REPUBLIKA.CO.ID, NEW YORK – Israel dan sekutu dekatnya Amerika Serikat memboikot pertemuan di PBB yang akan mendorong pengakuan negara Palestina. Pertemuan dua hari tersebut, yang dimulai Senin waktu AS, akan dipimpin bersama oleh menteri luar negeri Perancis dan Arab Saudi.
Pemerintahan sayap kanan Israel menentang solusi dua negara, dan Amerika Serikat menyebut pertemuan itu “kontraproduktif” terhadap upayanya mengakhiri perang di Gaza. Perancis dan Arab Saudi ingin pertemuan tersebut menyoroti solusi dua negara, yang mereka pandang sebagai satu-satunya peta jalan menuju perdamaian, dan mulai membahas langkah-langkah untuk mencapainya.
Pertemuan tersebut ditunda sejak akhir Juni dan diturunkan dari pertemuan empat hari para pemimpin dunia di tengah meningkatnya ketegangan di Timur Tengah, termasuk perang 12 hari Israel melawan Iran dan perang di Gaza.
“Sangat penting untuk memulai kembali proses politik, proses solusi dua negara, yang saat ini terancam, lebih terancam daripada sebelumnya,” kata Menteri Luar Negeri Prancis Jean-Noël Barrot pada Ahad di acara “Face the Nation” CBS News. Inilah hal-hal berguna yang perlu diketahui tentang pertemuan mendatang.
Gagasan membagi Tanah Suci sudah ada sejak beberapa dekade yang lalu.

Ketika mandat Inggris atas Palestina berakhir, rencana pembagian PBB pada tahun 1947 menetapkan pembagian wilayah tersebut menjadi negara-negara Yahudi dan Arab. Hal ini ditolak warga Palestina sebagai penduduk asli yang tanahnya dicaplok kelompok Zionis.
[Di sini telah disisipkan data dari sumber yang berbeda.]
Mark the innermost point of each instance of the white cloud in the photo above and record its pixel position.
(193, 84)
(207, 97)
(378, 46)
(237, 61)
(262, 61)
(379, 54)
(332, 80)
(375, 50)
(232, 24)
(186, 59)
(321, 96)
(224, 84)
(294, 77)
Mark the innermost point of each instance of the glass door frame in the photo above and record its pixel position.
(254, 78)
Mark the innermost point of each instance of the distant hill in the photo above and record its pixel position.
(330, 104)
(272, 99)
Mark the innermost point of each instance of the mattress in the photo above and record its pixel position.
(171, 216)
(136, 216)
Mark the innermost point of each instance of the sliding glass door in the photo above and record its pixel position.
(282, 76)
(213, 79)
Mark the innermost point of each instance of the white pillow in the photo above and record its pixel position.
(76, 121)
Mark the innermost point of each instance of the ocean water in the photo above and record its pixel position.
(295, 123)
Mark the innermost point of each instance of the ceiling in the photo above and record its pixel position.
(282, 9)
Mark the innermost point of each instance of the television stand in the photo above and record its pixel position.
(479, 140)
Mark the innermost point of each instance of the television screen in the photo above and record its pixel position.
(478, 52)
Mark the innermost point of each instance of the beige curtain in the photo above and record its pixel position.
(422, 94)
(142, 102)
Negara-negara Arab tetangga Palestina menyatakan perang dan rencana dua negara itu tidak pernah dilaksanakan. Berdasarkan gencatan senjata 1949, Yordania memegang kendali atas Tepi Barat dan Yerusalem Timur, serta Mesir atas Gaza.
Israel merebut Tepi Barat, Yerusalem Timur dan Gaza dalam perang Timur Tengah tahun 1967. Orang-orang Palestina menginginkan tanah tersebut untuk dijadikan negara merdeka di masa depan bersama Israel, dan gagasan solusi dua negara berdasarkan perbatasan Israel sebelum tahun 1967 telah menjadi dasar perundingan perdamaian sejak tahun 1990-an.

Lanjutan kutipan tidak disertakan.